If a parent of an unmarried minor child is deceased, the parents * * * of the deceased parent may be granted reasonable visitation rights to the unmarried minor child during minority by the district * * * court upon finding that visitation rights would be in the best interests of the child and would not interfere with the parent child relationship. The court shall consider the amount of personal contact between the parents * * * of the deceased parent and the child prior to the application.

Minn.Stat. § 257.022, subd. 1 (emphasis added).

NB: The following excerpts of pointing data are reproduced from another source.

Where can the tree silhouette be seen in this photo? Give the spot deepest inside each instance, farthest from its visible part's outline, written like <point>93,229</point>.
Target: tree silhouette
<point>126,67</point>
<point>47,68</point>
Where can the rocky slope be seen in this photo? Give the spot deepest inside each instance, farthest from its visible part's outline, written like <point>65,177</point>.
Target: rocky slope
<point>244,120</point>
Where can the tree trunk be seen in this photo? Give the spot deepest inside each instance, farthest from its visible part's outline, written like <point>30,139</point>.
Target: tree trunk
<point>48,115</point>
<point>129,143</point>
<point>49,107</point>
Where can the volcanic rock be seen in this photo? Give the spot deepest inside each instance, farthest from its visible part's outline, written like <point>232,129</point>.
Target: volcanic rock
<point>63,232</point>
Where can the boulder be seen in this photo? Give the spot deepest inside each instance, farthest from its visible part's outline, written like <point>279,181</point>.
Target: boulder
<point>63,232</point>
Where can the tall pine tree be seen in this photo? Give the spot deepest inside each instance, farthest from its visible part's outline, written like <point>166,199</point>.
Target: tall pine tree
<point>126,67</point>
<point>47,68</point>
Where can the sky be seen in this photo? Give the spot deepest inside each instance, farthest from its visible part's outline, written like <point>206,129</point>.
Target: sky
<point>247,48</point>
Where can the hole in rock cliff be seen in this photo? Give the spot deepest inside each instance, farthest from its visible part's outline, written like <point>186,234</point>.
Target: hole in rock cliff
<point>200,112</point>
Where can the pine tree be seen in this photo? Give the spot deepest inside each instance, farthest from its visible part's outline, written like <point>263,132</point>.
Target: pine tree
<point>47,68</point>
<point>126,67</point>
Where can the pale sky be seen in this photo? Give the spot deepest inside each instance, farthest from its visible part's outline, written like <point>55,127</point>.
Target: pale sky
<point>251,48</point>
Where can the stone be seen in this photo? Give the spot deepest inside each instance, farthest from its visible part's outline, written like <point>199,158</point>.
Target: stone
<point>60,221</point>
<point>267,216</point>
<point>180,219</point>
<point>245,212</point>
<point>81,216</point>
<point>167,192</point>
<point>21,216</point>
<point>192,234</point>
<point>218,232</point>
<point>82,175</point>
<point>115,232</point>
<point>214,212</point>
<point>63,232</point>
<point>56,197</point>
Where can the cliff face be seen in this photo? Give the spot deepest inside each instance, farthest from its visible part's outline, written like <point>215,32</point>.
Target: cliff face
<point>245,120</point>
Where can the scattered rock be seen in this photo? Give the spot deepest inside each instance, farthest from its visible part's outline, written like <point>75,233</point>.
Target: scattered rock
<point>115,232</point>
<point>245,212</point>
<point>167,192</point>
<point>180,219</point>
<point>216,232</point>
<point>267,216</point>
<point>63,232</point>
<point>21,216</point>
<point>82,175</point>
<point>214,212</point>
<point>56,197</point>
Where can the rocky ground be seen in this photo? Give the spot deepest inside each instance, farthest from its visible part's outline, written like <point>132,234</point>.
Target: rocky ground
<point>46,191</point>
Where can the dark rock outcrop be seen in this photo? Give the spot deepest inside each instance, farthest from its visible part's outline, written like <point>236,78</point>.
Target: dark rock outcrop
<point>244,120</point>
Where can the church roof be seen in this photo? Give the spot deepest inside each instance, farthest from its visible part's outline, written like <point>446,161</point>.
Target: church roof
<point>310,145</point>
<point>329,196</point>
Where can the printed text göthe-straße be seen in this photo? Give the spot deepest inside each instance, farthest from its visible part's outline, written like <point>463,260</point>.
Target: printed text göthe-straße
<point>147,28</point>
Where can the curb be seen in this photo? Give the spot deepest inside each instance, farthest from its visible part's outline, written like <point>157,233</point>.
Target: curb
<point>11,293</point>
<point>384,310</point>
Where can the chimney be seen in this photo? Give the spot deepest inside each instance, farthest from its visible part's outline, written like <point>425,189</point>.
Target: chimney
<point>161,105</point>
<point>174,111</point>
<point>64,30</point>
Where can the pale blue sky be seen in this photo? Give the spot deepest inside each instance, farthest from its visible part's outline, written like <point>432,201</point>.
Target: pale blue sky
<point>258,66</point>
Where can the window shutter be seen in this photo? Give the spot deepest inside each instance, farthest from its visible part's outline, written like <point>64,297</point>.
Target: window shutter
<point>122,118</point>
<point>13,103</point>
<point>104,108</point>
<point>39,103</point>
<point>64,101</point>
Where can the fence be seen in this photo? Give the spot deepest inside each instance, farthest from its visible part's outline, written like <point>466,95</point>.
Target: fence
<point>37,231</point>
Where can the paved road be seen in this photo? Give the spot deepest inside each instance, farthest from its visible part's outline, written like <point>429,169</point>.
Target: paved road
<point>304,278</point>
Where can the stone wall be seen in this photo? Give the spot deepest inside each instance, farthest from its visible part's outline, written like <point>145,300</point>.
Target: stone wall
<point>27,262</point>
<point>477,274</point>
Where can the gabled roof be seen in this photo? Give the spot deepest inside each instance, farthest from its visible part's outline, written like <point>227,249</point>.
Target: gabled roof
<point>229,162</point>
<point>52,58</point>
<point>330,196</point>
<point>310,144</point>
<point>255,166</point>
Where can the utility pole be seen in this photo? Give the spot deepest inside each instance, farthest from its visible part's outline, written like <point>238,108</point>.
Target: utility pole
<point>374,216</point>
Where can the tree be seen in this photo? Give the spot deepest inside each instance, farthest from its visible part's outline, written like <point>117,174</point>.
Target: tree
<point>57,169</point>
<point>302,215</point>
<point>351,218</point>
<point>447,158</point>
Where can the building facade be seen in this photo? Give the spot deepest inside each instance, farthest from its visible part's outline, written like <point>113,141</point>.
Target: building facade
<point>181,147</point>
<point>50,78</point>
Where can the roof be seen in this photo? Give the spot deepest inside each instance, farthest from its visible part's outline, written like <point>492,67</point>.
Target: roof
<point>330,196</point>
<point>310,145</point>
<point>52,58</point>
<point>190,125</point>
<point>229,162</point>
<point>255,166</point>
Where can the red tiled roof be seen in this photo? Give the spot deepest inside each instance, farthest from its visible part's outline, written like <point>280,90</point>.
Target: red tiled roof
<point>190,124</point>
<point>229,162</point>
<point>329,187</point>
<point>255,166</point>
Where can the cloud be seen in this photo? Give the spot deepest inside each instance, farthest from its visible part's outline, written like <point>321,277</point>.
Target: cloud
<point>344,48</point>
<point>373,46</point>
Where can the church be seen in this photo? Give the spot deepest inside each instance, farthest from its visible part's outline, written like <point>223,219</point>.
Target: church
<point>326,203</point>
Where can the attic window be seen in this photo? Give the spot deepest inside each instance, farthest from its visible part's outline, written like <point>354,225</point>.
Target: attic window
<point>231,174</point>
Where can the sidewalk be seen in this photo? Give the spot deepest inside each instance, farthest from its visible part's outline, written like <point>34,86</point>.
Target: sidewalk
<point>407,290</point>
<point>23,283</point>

The trial court initially ordered supervised visitation for the Santoros on August 2, 1995, almost a year after the Santoros first filed for visitation. The court also appointed a guardian ad litem for the children and ordered the guardian ad litem to submit a thorough report on the Santoros’ home environment. The court noted that the Santoros could file a petition requesting more extensive visitation after the report was filed. Although the guardian ad litem did not file a report until October 10, 1996, on May 2,1996, the court held another hearing to determine appropriate visitation. The court filed an order setting out a supervised visitation schedule on June 26,1996.

The Borgstroms facilitated ten visits between their children and the Santoros between August of 1995 and September of 1996. However, in September of 1996 the Borgstroms cancelled the children’s scheduled visit with the Santoros after N.B. allegedly ran away to avoid visitation. Soon after, the Borgstroms produced a written statement by A.B. and an affidavit from N.B. requesting that the court stop visitation with the Santoros. In response, the trial court appointed an attorney for the children on October 29, 1996. The children’s attorney submitted two letters and a Memorandum of Law on Behalf of the Children to the trial court arguing that the children did not want contact with the Santoros, that there was little indication that the guardian ad litem had taken into account the thoughts and concerns of the children in making his recommendations, and that the Santoros had not met the statutory requirements of Minn.Stat. § 257.022, subd. 1.

In light of the trouble enforcing visitation, the trial court held a hearing on April 17, 1997, to determine the appropriateness of continued forced visitation. At the hearing, both children testified that they did not want to continue court-ordered visitation with the Santoros. At the time of the hearing, A.B. was 14 years old and N.B. was 12 years old.

The guardian ad litem also testified at the hearing, stating that the Borgstroms were hostile to him, were nonsupportive of visitation, influenced the children’s opinions of the Santoros by talking about them in front of the children, and coached the children to make disparaging comments about visitation. He also explained that the children did “very well” during the visits and seemed to have a good time, but that the Borgstroms’ open hostility did not allow the children to admit that they enjoyed the visits. He related that two of the Santoros’ three adult children told him that they left their children in the Santo-ros’ care for overnight visits and full weekends and had “absolutely no concerns about the way the children are cared for.”3 [177]*177The guardian ad litem concluded that the Santoros are “good people today” and that visitation would be in the best interests of the children. However, he indicated that he had little familiarity with the children’s home and school lives.

After the hearing, both sides submitted written final arguments to the court. In their final argument, in addition to arguing that visitation was not in the children’s best interests, the Borgstroms contested the constitutionality of Minn.Stat. § 257.022, subd. 1, on due process, privacy, and equal protection grounds. The Santo-ros declined to respond to this argument, deeming it frivolous.